Bietigheim Steelers - EHC Bayreuth 6:2 (2:0, 2:1, 2:1)
Das Spitzenteam aus dem Ellental zeigte von Beginn an, wer Herr im Haus ist. Die Württemberger bestimmten das Tempo. Die ohne Geigenmüller und Valentin Busch angetretenen Bayreuther fand nur schwer in die Partie. Trotzdem fiel der Führungstreffer der Steelers in einer unglücklichen Aktion. Nach einem abgewehrten Angriff kam die Scheibe ganz nach links außen zu Verteidiger Pommersberger, der einfach abzog und damit Wiedemann im EHC-Tor überraschte. Die Gastgeber hatten dann Pech mit einem Pfostentreffer aus kurzer Distanz.

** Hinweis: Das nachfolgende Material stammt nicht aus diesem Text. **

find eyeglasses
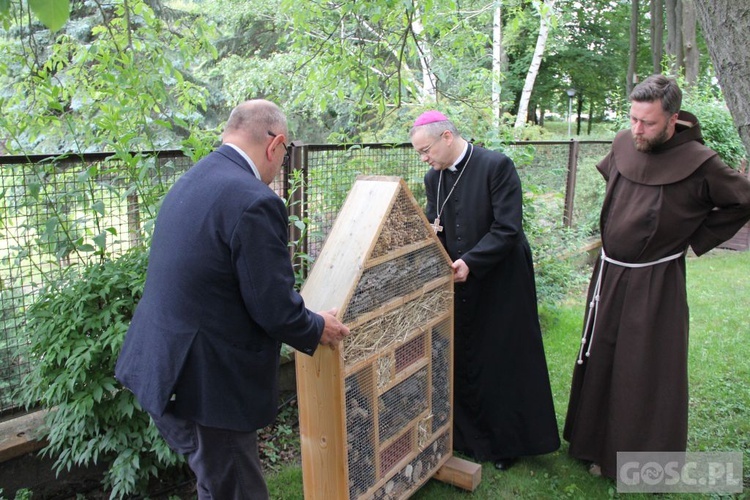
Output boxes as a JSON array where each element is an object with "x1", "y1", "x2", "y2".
[
  {"x1": 415, "y1": 132, "x2": 445, "y2": 157},
  {"x1": 267, "y1": 130, "x2": 290, "y2": 168}
]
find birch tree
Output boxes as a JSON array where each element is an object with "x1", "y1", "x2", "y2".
[
  {"x1": 492, "y1": 0, "x2": 508, "y2": 129},
  {"x1": 411, "y1": 7, "x2": 439, "y2": 104},
  {"x1": 514, "y1": 0, "x2": 556, "y2": 130}
]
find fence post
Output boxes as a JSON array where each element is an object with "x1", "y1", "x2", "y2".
[
  {"x1": 127, "y1": 193, "x2": 141, "y2": 247},
  {"x1": 563, "y1": 139, "x2": 580, "y2": 228}
]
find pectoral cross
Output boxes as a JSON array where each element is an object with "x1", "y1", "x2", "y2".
[{"x1": 431, "y1": 217, "x2": 443, "y2": 234}]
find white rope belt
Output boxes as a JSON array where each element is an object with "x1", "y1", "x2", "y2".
[{"x1": 576, "y1": 248, "x2": 685, "y2": 365}]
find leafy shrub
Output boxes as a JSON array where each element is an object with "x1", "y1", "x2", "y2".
[
  {"x1": 20, "y1": 246, "x2": 183, "y2": 498},
  {"x1": 571, "y1": 156, "x2": 607, "y2": 236},
  {"x1": 522, "y1": 184, "x2": 592, "y2": 302},
  {"x1": 0, "y1": 287, "x2": 28, "y2": 410},
  {"x1": 682, "y1": 88, "x2": 746, "y2": 169}
]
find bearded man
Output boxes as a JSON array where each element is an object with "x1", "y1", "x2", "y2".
[{"x1": 563, "y1": 74, "x2": 750, "y2": 479}]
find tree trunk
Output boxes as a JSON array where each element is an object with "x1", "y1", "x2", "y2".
[
  {"x1": 650, "y1": 0, "x2": 664, "y2": 73},
  {"x1": 514, "y1": 0, "x2": 555, "y2": 129},
  {"x1": 529, "y1": 102, "x2": 538, "y2": 124},
  {"x1": 626, "y1": 0, "x2": 639, "y2": 96},
  {"x1": 665, "y1": 0, "x2": 683, "y2": 75},
  {"x1": 694, "y1": 0, "x2": 750, "y2": 156},
  {"x1": 681, "y1": 0, "x2": 699, "y2": 85},
  {"x1": 492, "y1": 0, "x2": 508, "y2": 129}
]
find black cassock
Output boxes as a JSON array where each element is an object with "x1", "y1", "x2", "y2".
[{"x1": 424, "y1": 143, "x2": 560, "y2": 461}]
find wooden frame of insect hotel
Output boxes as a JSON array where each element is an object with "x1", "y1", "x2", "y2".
[{"x1": 296, "y1": 176, "x2": 456, "y2": 499}]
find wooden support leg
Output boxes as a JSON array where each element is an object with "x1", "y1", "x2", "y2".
[{"x1": 432, "y1": 455, "x2": 482, "y2": 492}]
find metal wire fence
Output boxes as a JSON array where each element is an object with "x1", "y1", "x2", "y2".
[
  {"x1": 0, "y1": 140, "x2": 610, "y2": 416},
  {"x1": 0, "y1": 152, "x2": 193, "y2": 416}
]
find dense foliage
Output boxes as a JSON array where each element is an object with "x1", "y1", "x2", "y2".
[
  {"x1": 682, "y1": 80, "x2": 747, "y2": 169},
  {"x1": 2, "y1": 0, "x2": 742, "y2": 153},
  {"x1": 0, "y1": 0, "x2": 218, "y2": 155},
  {"x1": 19, "y1": 246, "x2": 184, "y2": 498}
]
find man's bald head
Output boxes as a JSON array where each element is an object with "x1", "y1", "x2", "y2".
[{"x1": 222, "y1": 99, "x2": 288, "y2": 145}]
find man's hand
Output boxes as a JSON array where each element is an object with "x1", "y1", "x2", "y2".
[
  {"x1": 318, "y1": 308, "x2": 351, "y2": 349},
  {"x1": 451, "y1": 259, "x2": 470, "y2": 283}
]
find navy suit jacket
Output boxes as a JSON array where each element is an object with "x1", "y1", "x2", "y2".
[{"x1": 115, "y1": 145, "x2": 323, "y2": 432}]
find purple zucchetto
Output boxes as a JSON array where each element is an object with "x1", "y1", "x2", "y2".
[{"x1": 414, "y1": 110, "x2": 449, "y2": 127}]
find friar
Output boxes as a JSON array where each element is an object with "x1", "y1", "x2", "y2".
[{"x1": 564, "y1": 74, "x2": 750, "y2": 479}]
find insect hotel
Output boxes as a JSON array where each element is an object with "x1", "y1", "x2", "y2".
[{"x1": 296, "y1": 176, "x2": 478, "y2": 499}]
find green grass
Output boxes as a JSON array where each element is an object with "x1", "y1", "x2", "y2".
[{"x1": 266, "y1": 249, "x2": 750, "y2": 499}]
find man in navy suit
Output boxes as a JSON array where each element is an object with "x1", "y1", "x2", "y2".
[{"x1": 115, "y1": 99, "x2": 350, "y2": 499}]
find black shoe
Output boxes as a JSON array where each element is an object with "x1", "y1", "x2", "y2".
[{"x1": 494, "y1": 458, "x2": 517, "y2": 471}]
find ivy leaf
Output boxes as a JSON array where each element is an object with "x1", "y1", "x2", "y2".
[{"x1": 29, "y1": 0, "x2": 70, "y2": 32}]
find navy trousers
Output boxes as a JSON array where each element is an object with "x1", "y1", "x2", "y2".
[{"x1": 150, "y1": 409, "x2": 269, "y2": 499}]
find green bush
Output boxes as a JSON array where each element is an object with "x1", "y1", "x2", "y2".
[
  {"x1": 682, "y1": 90, "x2": 746, "y2": 169},
  {"x1": 571, "y1": 156, "x2": 607, "y2": 236},
  {"x1": 19, "y1": 246, "x2": 183, "y2": 499},
  {"x1": 522, "y1": 186, "x2": 592, "y2": 303},
  {"x1": 0, "y1": 287, "x2": 27, "y2": 410}
]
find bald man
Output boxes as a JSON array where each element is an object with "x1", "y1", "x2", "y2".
[{"x1": 116, "y1": 100, "x2": 349, "y2": 498}]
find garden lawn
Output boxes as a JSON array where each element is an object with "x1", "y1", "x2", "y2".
[{"x1": 265, "y1": 248, "x2": 749, "y2": 499}]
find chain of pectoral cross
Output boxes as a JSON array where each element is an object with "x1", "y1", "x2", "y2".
[{"x1": 432, "y1": 143, "x2": 473, "y2": 234}]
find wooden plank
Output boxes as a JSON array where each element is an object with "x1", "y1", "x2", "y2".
[
  {"x1": 553, "y1": 237, "x2": 601, "y2": 261},
  {"x1": 0, "y1": 409, "x2": 49, "y2": 463},
  {"x1": 433, "y1": 455, "x2": 482, "y2": 492},
  {"x1": 301, "y1": 178, "x2": 400, "y2": 312},
  {"x1": 295, "y1": 346, "x2": 350, "y2": 499}
]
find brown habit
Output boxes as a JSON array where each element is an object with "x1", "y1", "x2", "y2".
[{"x1": 563, "y1": 112, "x2": 750, "y2": 479}]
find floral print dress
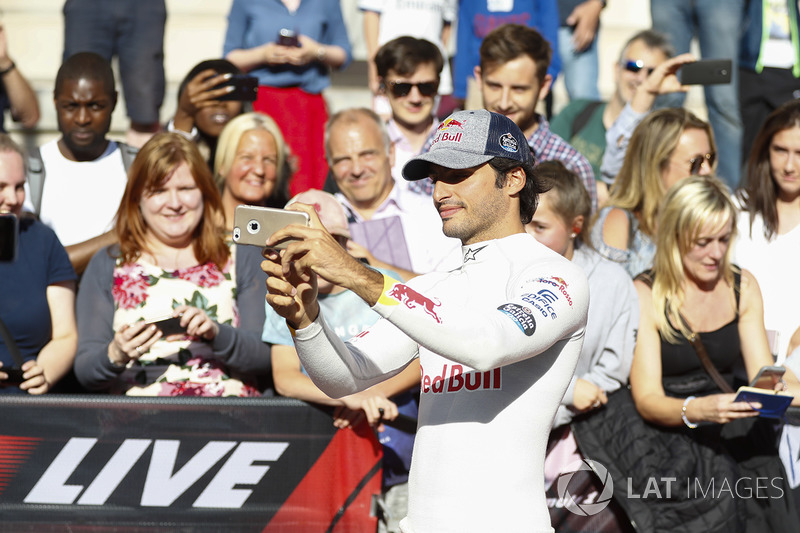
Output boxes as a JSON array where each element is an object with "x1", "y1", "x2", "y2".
[{"x1": 110, "y1": 248, "x2": 259, "y2": 397}]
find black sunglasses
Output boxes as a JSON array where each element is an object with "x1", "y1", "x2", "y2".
[
  {"x1": 622, "y1": 60, "x2": 656, "y2": 76},
  {"x1": 386, "y1": 80, "x2": 439, "y2": 98},
  {"x1": 689, "y1": 152, "x2": 716, "y2": 174}
]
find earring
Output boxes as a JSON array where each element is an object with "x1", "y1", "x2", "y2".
[{"x1": 570, "y1": 232, "x2": 577, "y2": 239}]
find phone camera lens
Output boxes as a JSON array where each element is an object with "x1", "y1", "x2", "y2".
[
  {"x1": 232, "y1": 228, "x2": 240, "y2": 240},
  {"x1": 247, "y1": 220, "x2": 260, "y2": 234}
]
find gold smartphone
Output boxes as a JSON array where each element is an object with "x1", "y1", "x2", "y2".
[{"x1": 232, "y1": 205, "x2": 310, "y2": 250}]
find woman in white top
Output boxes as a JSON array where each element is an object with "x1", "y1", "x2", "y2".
[{"x1": 736, "y1": 99, "x2": 800, "y2": 362}]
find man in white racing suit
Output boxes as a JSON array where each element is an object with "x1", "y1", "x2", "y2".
[{"x1": 262, "y1": 109, "x2": 590, "y2": 533}]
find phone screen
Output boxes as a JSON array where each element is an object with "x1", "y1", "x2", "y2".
[{"x1": 0, "y1": 213, "x2": 18, "y2": 262}]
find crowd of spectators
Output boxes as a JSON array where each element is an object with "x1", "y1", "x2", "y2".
[{"x1": 2, "y1": 1, "x2": 800, "y2": 531}]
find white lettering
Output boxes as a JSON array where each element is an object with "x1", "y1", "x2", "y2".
[
  {"x1": 78, "y1": 439, "x2": 152, "y2": 504},
  {"x1": 141, "y1": 440, "x2": 236, "y2": 506},
  {"x1": 194, "y1": 442, "x2": 289, "y2": 508},
  {"x1": 24, "y1": 438, "x2": 98, "y2": 504},
  {"x1": 642, "y1": 477, "x2": 662, "y2": 498},
  {"x1": 627, "y1": 478, "x2": 640, "y2": 498}
]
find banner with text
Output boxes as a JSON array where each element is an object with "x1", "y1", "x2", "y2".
[{"x1": 0, "y1": 395, "x2": 382, "y2": 532}]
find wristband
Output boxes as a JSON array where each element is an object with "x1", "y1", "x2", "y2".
[
  {"x1": 0, "y1": 61, "x2": 15, "y2": 76},
  {"x1": 682, "y1": 396, "x2": 698, "y2": 429}
]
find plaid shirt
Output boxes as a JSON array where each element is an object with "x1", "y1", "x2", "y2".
[
  {"x1": 527, "y1": 115, "x2": 598, "y2": 212},
  {"x1": 406, "y1": 125, "x2": 439, "y2": 196}
]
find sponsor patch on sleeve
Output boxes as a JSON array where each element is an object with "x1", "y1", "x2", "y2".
[{"x1": 497, "y1": 303, "x2": 536, "y2": 336}]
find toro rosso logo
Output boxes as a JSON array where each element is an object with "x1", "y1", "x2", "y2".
[
  {"x1": 432, "y1": 117, "x2": 465, "y2": 145},
  {"x1": 386, "y1": 284, "x2": 442, "y2": 323},
  {"x1": 533, "y1": 277, "x2": 573, "y2": 307}
]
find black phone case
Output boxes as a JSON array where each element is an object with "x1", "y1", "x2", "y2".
[
  {"x1": 2, "y1": 367, "x2": 25, "y2": 385},
  {"x1": 148, "y1": 316, "x2": 186, "y2": 336},
  {"x1": 680, "y1": 59, "x2": 732, "y2": 85},
  {"x1": 215, "y1": 75, "x2": 258, "y2": 102}
]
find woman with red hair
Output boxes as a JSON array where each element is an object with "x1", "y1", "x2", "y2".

Pavlu brachte in Minute 13 erstmals einen Schuss aus heimische Tor. Kurz vor der Pause erhöhte McKnight per Nachschuss auf 2:0, als der EHC den Puck nicht aus der Gefahrenzone brachte. Für den zweiten Abschnitt setzte EHC-Trainer Sergej Waßmiller etwas mehr auf Offensive. Die Oberfranken waren auch gut im Spiel. Verdienter Lohn war der Anschlusstreffer, den der wieder genesene Kolozvary nach feiner Kombination mit Bartosch und Kuchejda erzielte.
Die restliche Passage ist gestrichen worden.